An important consideration will be whether you foster alone or with a partner who can share responsibilities as a carer. Fostering couples can arrange work schedules to ensure there is always somebody available. It can be challenging and requires a considerable amount of organisation.
But fostering can replicate what many birth families do, where parents work a certain amount of hours every week, organised around their caring responsibilities. In this regard, the adoption of remote working by many employers has given foster carers more options. This makes it easier to organise working hours around the child’s needs and schedule. It also means you are more likely to be better placed to respond to if you are needed at short notice.
Carmelah, who fosters for Stockport Council, is a nurse who works for the NHS, while her partner is a British Telecom manager. They have been fostering younger children, as well as bringing up their own young son and daughter, and combine fostering with their work.

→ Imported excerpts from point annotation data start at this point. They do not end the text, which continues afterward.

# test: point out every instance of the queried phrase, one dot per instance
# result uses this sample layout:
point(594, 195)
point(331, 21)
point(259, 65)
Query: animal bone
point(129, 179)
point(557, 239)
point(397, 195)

“We juggle a lot!” says Carmelah. “We are like any busy family, with children at school and the nursery and organising our work commitments around the children. We always find time to be together and enjoy being a family. Nursing is important to me, particularly at this time when the NHS is short-staffed, so we work as a family to make it possible.”
Combining fostering and running your own business is also popular. This gives foster carers and their partners more control over their working hours, with scope to rearrange commitments when they need to. Steve and Karen foster for Tameside Council. They combine their busy fostering lives with running their own digital printing business, specialising in embroidered workwear. Steve says: “I was made redundant eight years ago. At the time I was caring for my father, so with no job to turn to I set up my own business working from home.
“We had wanted to foster for several years but decided to wait until our son, Josh, was older. By this time the business was established and Karen and Josh were working alongside me. It works really well with fostering. The three of us make a good team.”
It should be stressed that none of these options are easy. Fostering is demanding, both mentally and physically. The traditional support network (grandparents, aunts and uncles, classmates’ parents) may not be available to you, so will need to think about what kind of support you might need and how this can be put in place. The best thing to do is to discuss your expectations with your social worker, who can help you get the most from your fostering career by advising what would be the best kind of fostering for you.
If you work, whether it is full- or part-time, it makes sense to keep your line manager informed about your fostering commitments from the outset. Tell them when you apply to foster and talk them through the process. It will help them to know that you have considered how it may affect your work and that you have arrangements in place to support you.
At the same time, your employer may be open to the idea of making adjustments to your working schedule to support your fostering. More companies are signing up to be Fostering Friendly employers, incorporating fostering and adoption into HR policies.
The Fostering Friendly Employers Scheme was introduced by the Fostering Network charity to support employers to understand and respond to the needs of their foster carer employees. This includes offering foster carers flexible working and paid time off for training and settling a new child into their home. Fostering Friendly employers include Asda, Boots, British Gas, Environment Agency, O2, Sainsbury’s and Tesco.
Supporting foster carers is a brilliant way for businesses to show their Environmental, social, and governance (ESG) credentials while improving recruitment and retention. In any case, remember that your fostering provider is likely to contact your employer as part of the application process.